St Marie's Church is a redundant Roman Catholic church in Lugsdale Road, Widnes, Cheshire, England. It is recorded in the National Heritage List for England as a designated Grade II listed building.

==History==
The church was built between 1862 and 1865 to accommodate the large numbers of Irish immigrants who had come to work in the local chemical factories.
It was opened in 1865, and designed by E. W. Pugin. The church was listed at Grade II on 22 December 2006, but closed for worship early the following year. The church has been placed on the Buildings at Risk list by the campaign group Save Britain's Heritage, and has been identified by the Victorian Society as being one of the ten most endangered Victorian buildings in Britain. In 2012 a grant from the Heritage Lottery Fund was obtained to enable the church to be converted into premises for Halton and St Helens Voluntary action.

==Architecture==
===Exterior===
St Marie's is constructed in red brick with sandstone dressings, and has blue brick banding. It is roofed with Welsh slate. The plan consists of a single cell. The nave has a polygonal apse at the east end, and there are seven-bay aisles under lean-to roofs at the sides. On the gable at the west end is a bellcote with a cross finial. At the west end are three stepped lancet windows over a double doorway. The bays of the aisles are separated by stepped buttresses, and each bay contains a pair of lancet windows.

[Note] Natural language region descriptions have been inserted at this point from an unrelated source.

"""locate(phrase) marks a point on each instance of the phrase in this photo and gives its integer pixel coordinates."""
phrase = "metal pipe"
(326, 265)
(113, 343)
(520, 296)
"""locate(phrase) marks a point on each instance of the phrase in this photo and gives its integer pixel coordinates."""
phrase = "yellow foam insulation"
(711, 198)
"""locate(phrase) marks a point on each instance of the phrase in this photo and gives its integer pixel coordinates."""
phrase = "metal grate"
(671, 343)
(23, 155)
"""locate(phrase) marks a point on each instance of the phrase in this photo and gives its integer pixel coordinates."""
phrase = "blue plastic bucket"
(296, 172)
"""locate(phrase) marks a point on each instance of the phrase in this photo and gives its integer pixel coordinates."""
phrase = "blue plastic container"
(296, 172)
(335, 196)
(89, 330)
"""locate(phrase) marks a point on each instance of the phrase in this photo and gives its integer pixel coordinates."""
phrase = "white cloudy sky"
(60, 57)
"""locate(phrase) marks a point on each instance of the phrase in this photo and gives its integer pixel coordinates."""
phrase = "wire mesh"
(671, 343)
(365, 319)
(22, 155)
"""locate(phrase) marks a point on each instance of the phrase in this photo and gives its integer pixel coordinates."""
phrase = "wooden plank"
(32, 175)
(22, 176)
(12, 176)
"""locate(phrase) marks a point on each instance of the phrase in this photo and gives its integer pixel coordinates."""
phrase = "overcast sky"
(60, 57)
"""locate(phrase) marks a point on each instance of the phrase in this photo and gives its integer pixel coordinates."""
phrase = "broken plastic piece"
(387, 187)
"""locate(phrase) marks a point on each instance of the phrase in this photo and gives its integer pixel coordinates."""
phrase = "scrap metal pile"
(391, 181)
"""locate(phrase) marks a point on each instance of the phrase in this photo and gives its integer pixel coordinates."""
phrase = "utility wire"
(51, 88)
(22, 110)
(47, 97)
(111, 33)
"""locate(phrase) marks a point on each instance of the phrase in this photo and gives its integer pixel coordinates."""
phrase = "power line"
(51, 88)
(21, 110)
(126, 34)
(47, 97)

On the north side of the church is an arched doorway under a gable, the tympanum of the arch containing a mosaic with the inscription "I am the Immaculate Conception". At the east end of the church the aisles terminate in gables, each gable containing a circular opening and surmounted by a cross finial. Each facet of the apse contains a pair of lancet windows.

===Interior===
The arcades between the nave and the aisles are carried on slender piers. At the west end of the church is a gallery carrying the organ. At the east end of both aisles is an altar. The ceiling of the apse has painted and stencilled decoration. The richly decorated alabaster reredos contains paintings with gold backgrounds depicting the Nativity, the Annunciation, and the Assumption. These have been attributed to J. A. Pippet of Hardman & Co. In front of the reredos is a richly-carved altar and benediction throne under an elaborate canopy. The two-manual pipe organ was made in about 1880 by Wadsworth of Manchester.